No reaccionas ante la injusticia, reaccionas ante lo que te afecta
Tendemos a levantar la voz solo cuando un hecho nos perjudica directamente. Si alguien invade tu carril, es una falta grave de civismo; si tú invades el de otro, es porque «no había otra opción». Esta disonancia nos recuerda las palabras de Friedrich Nietzsche, quien sugería que muchas veces nuestra "moral" no es más que una máscara para nuestra voluntad de poder o nuestro instinto de preservación.
No buscamos un estándar ético elevado, sino que el entorno se ajuste a nuestras necesidades. En el fondo, no es tan distinto a cómo avanzas en la vida. Así como en una vía crees tener el control total, en tu existencia te percibes como el conductor único de tu destino. El problema es que justificas tus maniobras más cuestionables mientras actúas como un verdugo implacable frente a las del prójimo.
La raíz: el ego disfrazado de moral
Baruch Spinoza sostenía que las leyes de la naturaleza no están hechas para nuestra comodidad, pero nuestro ego nos hace creer que el mundo debería girar en torno a nuestro bienestar. La mayoría de las veces, cuando exigimos justicia, no estamos pidiendo un mundo más equilibrado, sino que estamos exigiendo no ser los perjudicados. Es el ego disfrazado de rectitud.
El verdadero ejercicio de conciencia
Para romper este ciclo de hipocresía social, hace falta un "reality snack" de honestidad brutal.

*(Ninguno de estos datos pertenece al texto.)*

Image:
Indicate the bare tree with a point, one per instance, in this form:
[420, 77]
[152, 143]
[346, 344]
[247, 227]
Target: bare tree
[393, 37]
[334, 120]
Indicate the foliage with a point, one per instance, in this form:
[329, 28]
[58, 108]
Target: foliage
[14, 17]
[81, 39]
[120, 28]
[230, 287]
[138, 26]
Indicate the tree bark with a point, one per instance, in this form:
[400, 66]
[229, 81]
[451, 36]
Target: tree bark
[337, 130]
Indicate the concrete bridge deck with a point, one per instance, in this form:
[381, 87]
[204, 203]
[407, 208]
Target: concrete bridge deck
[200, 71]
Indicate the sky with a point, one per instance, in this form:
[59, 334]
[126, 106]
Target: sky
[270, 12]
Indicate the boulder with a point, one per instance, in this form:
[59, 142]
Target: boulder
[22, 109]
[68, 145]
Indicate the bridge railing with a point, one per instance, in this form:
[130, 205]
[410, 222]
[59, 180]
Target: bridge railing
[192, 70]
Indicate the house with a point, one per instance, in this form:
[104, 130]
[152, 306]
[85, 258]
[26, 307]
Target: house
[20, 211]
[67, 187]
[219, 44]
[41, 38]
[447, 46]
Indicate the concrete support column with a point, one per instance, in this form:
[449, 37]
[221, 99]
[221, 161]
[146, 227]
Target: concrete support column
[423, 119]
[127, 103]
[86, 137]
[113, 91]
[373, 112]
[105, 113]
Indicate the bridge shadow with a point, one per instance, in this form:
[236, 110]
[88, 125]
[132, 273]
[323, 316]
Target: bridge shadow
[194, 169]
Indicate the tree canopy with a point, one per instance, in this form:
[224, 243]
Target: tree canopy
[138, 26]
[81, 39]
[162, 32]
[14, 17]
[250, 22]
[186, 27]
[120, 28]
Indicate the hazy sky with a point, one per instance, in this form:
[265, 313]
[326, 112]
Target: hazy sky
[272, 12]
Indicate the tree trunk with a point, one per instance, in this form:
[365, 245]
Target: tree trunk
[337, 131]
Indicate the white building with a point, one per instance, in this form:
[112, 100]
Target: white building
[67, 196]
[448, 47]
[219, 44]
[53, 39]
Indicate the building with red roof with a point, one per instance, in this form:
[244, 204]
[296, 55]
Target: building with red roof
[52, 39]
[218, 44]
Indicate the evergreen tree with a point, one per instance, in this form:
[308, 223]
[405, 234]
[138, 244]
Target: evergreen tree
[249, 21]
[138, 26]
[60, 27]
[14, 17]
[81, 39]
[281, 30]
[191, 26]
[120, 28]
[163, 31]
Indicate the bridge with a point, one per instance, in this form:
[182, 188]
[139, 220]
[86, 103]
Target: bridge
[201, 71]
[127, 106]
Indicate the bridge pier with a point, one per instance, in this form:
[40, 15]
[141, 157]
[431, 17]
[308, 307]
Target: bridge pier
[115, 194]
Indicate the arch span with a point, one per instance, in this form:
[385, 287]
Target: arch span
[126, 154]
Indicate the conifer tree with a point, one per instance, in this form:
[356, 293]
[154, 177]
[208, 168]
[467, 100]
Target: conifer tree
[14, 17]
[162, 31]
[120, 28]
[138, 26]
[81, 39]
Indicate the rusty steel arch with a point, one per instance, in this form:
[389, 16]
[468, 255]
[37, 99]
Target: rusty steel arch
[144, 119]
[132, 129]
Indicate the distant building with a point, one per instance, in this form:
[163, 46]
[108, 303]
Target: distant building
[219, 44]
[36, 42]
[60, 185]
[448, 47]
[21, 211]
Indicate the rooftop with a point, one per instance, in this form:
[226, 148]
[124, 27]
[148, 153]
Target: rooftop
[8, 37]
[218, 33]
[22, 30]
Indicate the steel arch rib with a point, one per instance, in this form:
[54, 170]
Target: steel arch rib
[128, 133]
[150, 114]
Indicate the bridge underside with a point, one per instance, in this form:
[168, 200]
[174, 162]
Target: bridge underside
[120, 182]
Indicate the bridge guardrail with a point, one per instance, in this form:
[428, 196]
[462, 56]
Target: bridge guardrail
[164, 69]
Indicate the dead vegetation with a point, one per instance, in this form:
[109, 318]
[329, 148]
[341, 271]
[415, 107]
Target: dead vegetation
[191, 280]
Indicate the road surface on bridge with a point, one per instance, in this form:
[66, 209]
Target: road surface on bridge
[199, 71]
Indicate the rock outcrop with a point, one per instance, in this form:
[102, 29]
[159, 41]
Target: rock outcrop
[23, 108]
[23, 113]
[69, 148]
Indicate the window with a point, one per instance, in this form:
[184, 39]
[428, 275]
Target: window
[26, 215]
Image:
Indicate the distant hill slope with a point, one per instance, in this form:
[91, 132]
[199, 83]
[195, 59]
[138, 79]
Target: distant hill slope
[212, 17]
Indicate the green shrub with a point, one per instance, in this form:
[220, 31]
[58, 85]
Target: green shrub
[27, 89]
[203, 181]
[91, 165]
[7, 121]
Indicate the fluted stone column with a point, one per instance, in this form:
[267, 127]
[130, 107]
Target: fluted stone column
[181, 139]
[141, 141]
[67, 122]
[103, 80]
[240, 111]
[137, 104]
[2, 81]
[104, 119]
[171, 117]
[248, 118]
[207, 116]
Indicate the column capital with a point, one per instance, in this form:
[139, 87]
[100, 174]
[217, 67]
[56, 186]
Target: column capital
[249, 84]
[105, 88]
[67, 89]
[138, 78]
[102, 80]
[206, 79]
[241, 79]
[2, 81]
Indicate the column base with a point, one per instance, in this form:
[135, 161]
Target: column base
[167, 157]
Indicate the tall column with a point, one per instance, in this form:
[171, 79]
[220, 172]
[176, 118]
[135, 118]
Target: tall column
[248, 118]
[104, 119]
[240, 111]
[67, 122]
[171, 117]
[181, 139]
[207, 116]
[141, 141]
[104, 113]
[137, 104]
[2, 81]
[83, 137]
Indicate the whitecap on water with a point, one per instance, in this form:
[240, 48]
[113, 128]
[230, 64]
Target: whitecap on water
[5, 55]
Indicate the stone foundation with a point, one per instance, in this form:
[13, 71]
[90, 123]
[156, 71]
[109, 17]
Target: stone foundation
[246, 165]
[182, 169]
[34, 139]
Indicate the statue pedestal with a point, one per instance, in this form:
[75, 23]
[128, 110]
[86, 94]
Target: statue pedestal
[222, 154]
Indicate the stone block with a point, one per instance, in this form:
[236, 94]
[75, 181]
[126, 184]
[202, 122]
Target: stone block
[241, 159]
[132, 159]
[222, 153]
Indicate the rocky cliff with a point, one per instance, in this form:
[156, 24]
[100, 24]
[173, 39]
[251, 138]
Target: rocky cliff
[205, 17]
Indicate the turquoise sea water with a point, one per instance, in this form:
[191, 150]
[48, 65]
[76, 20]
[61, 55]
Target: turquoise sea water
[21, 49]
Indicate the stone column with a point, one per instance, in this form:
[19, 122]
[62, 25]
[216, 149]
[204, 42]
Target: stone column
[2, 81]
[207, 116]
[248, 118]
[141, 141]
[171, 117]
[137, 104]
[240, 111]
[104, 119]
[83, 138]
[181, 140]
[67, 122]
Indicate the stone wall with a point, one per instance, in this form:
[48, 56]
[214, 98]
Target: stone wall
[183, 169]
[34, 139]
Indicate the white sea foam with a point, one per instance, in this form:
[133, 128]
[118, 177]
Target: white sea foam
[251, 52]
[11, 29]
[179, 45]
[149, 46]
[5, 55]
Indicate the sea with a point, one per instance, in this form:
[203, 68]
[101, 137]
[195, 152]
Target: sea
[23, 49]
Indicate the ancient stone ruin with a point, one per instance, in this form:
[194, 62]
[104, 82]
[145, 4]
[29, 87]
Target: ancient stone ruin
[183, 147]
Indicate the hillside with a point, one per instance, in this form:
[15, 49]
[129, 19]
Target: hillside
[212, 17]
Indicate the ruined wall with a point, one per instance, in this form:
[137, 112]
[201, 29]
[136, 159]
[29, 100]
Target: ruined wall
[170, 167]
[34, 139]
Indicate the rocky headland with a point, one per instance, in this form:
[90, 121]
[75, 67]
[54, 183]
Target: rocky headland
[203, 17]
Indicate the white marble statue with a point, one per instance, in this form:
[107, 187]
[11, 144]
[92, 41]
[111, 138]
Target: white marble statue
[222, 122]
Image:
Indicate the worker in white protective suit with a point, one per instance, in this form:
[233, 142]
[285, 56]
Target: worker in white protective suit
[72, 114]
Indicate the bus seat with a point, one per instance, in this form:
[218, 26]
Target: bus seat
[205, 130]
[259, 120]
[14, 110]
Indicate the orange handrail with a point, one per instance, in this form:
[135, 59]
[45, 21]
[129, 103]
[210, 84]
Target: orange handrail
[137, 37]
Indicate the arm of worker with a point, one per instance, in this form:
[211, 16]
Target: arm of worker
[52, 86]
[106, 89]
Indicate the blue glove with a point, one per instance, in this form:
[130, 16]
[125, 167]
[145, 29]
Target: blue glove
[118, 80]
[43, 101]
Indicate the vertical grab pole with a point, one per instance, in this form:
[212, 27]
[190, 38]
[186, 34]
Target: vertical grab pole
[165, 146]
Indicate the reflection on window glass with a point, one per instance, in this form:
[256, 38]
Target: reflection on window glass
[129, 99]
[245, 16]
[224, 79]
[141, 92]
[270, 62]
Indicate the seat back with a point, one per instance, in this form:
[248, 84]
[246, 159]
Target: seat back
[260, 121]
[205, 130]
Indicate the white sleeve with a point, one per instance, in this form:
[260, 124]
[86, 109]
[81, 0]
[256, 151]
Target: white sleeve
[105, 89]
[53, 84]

La próxima vez que sientas el impulso de juzgar, detente y pregúntate, ¿Esto realmente atenta contra mis principios o solo contra mi comodidad?
«La mejor venganza es no ser como aquel que causó el daño»
— Marco Aurelio
Pero para no ser como él, primero debes reconocer que, bajo las circunstancias adecuadas, eres capaz de cometer el mismo error.
La mayoría de las personas no busca justicia; busca ventaja sin culpa. No estás simplemente reaccionando en una vía; estás conduciendo tu vida a través de una realidad compartida. Ahí, justo en el reconocimiento de nuestra propia falibilidad, es donde comienza la verdadera conciencia.
Y tú, ¿te has visto alguna vez en una situación así?